Screen teams with BHS for corrugated

Screen and BHS Corrugated Maschinen have formed a new partnership to develop a 300m/min inline inkjet printing solution for BHS corrugators.

A new company, Screen GP IJC, has been set up near to Screen Graphic & Precision Solutions subsidiary Inca Digital in the UK to pursue the venture. It currently employs 20 staff.

German firm BHS Corrugated is the world leader in corrugators with market share of over 50%.

Managing director Christian Engel said the project had the potential to be as transformational as the computerisation of typesetting.

“If printing moves into the corrugator it takes out enormous complexities from a box plant, improves throughput significantly and makes converting extremely simple,” he said.

Inca executive director Bill Baxter said: “For some time we’ve been looking for different areas to use our inkjet technology, which up until now has just been used for retail graphics, and we identified corrugated board as an excellent target.”

BHS has been looking at how to integrate digital printing into its corrugators since 2002. “We had to wait a long time for inkjet technology to come out of its baby shoes,” Engel added.

“With Inca and the background of Screen in many kinds of digital printing heads and systems we are confident we will achieve our goals.”

Lab tests have been completed and Screen GP IJC is now working on a CMYK alpha machine with a 2.8m working width. It is likely to take three years to perfect.

Inca Digital chief executive John Mills said Inca had significant expertise that would be relevant for the project. "At least 600 printheads will be required and we have a confidence level about that because we already have systems with large numbers of printheads," he said.

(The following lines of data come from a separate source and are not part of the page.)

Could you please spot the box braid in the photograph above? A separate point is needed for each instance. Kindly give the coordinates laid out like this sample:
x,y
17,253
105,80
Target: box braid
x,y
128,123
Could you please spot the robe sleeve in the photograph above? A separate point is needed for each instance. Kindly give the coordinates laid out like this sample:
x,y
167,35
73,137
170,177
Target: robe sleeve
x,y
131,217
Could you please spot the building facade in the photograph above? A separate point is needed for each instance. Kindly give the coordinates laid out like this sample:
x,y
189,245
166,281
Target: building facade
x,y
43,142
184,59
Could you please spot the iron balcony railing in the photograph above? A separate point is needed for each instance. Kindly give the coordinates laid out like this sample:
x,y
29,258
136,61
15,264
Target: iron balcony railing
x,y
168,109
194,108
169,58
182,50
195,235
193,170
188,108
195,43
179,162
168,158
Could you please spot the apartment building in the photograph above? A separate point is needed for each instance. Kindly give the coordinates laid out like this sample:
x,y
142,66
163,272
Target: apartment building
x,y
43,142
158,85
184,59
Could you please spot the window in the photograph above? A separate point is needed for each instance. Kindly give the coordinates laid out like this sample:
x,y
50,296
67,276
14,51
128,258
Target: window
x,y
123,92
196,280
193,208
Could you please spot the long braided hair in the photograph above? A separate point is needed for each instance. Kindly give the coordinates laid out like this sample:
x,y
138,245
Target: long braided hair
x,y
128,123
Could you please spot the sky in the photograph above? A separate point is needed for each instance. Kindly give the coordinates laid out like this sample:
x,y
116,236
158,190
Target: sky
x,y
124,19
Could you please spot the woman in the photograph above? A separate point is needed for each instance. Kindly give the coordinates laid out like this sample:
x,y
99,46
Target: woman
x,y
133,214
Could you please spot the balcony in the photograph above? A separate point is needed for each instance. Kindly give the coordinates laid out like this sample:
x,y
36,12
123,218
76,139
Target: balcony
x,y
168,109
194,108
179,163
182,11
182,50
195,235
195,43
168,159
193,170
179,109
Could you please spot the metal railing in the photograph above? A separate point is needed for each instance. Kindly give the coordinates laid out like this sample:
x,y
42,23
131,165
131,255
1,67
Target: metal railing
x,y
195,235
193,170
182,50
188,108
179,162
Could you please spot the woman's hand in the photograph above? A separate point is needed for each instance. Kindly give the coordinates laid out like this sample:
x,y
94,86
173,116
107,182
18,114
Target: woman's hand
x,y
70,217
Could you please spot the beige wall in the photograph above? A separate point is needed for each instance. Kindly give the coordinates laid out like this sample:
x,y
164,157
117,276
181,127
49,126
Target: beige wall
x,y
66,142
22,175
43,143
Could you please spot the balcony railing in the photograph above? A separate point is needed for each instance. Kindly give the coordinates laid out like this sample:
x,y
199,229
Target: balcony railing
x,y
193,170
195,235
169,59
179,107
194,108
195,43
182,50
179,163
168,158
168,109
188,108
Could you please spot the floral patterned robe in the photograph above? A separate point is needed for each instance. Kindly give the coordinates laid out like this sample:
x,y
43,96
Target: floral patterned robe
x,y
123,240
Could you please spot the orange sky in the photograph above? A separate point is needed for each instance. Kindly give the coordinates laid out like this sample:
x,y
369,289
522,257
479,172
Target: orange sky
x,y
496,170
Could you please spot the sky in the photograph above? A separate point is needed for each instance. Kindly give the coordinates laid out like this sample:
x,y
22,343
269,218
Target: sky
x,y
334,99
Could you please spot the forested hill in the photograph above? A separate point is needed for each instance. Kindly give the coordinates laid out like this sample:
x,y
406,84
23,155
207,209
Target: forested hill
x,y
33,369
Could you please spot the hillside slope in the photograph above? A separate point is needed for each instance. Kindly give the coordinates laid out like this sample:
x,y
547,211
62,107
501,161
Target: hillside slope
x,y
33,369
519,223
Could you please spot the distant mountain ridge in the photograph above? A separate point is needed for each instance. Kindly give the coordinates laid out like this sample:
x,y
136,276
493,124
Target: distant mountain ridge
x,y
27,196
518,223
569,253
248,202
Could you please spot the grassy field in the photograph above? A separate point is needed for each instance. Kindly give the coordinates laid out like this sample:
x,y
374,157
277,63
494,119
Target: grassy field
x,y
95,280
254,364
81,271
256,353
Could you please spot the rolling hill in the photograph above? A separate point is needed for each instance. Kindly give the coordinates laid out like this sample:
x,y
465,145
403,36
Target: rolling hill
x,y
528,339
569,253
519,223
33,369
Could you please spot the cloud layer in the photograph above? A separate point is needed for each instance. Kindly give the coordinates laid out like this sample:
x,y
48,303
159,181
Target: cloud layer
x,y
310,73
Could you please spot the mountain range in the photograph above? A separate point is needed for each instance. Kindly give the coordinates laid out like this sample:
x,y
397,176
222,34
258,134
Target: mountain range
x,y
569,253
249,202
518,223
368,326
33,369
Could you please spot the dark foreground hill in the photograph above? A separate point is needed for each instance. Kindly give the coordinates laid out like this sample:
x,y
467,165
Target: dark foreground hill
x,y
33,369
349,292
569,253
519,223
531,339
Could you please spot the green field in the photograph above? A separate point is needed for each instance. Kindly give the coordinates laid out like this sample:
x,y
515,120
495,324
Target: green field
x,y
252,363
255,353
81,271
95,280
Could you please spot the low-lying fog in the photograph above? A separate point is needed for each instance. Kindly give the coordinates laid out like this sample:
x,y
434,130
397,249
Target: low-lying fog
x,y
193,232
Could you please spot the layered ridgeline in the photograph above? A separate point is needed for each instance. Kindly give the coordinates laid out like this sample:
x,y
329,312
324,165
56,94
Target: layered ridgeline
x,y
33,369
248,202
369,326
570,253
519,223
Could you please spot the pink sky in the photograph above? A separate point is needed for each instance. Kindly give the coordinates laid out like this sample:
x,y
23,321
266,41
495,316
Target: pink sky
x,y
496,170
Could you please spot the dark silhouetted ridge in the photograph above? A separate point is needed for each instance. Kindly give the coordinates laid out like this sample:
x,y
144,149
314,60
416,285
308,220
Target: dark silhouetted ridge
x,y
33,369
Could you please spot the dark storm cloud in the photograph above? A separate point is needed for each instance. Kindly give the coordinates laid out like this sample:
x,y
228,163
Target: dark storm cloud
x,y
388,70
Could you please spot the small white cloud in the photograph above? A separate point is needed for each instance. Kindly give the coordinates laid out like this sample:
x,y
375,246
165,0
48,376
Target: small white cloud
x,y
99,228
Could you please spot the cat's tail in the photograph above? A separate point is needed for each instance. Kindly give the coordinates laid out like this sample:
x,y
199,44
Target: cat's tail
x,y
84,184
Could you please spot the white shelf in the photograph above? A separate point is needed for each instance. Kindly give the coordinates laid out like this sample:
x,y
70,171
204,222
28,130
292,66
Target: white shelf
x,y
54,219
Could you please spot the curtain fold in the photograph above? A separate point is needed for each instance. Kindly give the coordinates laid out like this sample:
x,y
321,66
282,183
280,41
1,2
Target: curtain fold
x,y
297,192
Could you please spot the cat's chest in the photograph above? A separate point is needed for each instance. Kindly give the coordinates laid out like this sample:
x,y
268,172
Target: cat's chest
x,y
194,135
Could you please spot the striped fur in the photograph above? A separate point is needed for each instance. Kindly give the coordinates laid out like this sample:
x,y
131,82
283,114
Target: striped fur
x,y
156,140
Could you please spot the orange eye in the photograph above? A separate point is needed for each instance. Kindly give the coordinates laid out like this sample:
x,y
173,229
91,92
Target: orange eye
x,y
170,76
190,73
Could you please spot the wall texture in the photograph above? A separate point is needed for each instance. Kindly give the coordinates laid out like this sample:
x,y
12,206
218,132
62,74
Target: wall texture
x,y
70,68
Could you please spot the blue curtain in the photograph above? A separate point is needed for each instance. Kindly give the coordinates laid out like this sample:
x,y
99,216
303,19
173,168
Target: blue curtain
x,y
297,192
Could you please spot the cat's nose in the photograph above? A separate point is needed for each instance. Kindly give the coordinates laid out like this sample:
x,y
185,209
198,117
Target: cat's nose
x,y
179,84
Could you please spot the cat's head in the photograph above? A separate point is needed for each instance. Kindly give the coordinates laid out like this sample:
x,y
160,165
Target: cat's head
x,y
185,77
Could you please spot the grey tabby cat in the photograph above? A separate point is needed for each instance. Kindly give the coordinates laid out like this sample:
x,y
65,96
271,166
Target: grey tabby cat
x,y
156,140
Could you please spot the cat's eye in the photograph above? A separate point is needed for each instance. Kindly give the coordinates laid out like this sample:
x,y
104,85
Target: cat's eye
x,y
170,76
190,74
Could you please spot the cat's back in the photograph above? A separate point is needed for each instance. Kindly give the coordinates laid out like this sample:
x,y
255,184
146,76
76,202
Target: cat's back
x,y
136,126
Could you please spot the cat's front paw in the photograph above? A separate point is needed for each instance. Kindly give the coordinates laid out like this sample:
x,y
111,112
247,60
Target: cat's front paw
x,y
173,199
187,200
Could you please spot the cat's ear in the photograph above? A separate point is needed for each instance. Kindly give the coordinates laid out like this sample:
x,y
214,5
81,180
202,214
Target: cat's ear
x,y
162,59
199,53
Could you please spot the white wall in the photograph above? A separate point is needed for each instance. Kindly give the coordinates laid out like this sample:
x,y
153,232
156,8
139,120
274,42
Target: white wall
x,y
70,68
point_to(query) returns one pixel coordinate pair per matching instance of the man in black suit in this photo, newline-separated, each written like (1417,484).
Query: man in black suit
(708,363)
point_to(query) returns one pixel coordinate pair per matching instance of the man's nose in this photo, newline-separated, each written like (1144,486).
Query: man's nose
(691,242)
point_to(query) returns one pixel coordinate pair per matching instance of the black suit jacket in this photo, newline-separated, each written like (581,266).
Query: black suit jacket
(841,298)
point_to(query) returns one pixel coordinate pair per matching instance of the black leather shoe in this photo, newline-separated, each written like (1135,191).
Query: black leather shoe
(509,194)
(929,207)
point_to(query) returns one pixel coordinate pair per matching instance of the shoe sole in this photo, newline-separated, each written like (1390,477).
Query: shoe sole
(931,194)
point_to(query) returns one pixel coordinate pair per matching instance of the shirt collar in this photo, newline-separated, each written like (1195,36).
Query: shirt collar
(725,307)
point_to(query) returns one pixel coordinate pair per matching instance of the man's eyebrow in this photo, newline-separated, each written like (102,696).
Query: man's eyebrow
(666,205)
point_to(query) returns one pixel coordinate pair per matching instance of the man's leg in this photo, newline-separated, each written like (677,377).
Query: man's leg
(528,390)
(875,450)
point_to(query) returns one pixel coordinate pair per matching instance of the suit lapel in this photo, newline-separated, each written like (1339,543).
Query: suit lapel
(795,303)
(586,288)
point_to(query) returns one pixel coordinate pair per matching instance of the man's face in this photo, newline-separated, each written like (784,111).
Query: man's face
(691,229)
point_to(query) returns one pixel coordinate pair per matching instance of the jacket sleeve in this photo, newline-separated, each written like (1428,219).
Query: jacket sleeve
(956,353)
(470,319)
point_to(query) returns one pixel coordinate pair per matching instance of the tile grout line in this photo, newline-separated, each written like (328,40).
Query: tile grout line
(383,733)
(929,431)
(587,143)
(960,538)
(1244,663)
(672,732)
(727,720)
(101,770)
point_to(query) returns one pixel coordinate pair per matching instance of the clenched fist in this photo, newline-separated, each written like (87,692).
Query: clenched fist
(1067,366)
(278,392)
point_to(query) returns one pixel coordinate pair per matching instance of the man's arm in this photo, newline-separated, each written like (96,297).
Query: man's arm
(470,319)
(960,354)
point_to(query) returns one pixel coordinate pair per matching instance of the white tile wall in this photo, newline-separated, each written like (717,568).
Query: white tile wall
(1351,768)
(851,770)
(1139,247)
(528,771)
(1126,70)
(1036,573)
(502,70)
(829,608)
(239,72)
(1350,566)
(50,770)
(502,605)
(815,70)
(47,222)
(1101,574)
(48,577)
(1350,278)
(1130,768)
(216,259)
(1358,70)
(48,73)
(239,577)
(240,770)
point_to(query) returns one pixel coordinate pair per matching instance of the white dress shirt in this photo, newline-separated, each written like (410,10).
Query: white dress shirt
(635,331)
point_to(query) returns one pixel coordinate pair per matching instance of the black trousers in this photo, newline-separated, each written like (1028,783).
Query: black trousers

"We also print a lot of corrugated for point-of-sale and have developed techniques to protect the printheads in those very difficult environments."

Printing takes place on the paper part of the substrate before it goes into the corrugator.

There has been an explosion of activity in inkjet printing of corrugated packaging, with a newly-announced systems from both EFI and HP at Drupa, and existing joint ventures between HP and KBA, and Bobst and Kodak.

“Others will run into inefficiencies in the total logistics of a box plant, whereas we will change the logistics completely,” Engel claimed.

The system is intended to be retrofittable to BHS’s latest-generation corrugators. Engel said there were currently around 200 such lines in the world.

A corrugator typically costs €5m-€10m (£3.9m-£7.8m), he said.

BHS expects to have sales of around €450m this year. It plans to invest around €15m per annum into the project from now, while Screen will invest €3m-€4m a year.

Screen GPS president Tsuneo Baba said: “We will invest our best energy and efforts into this project.”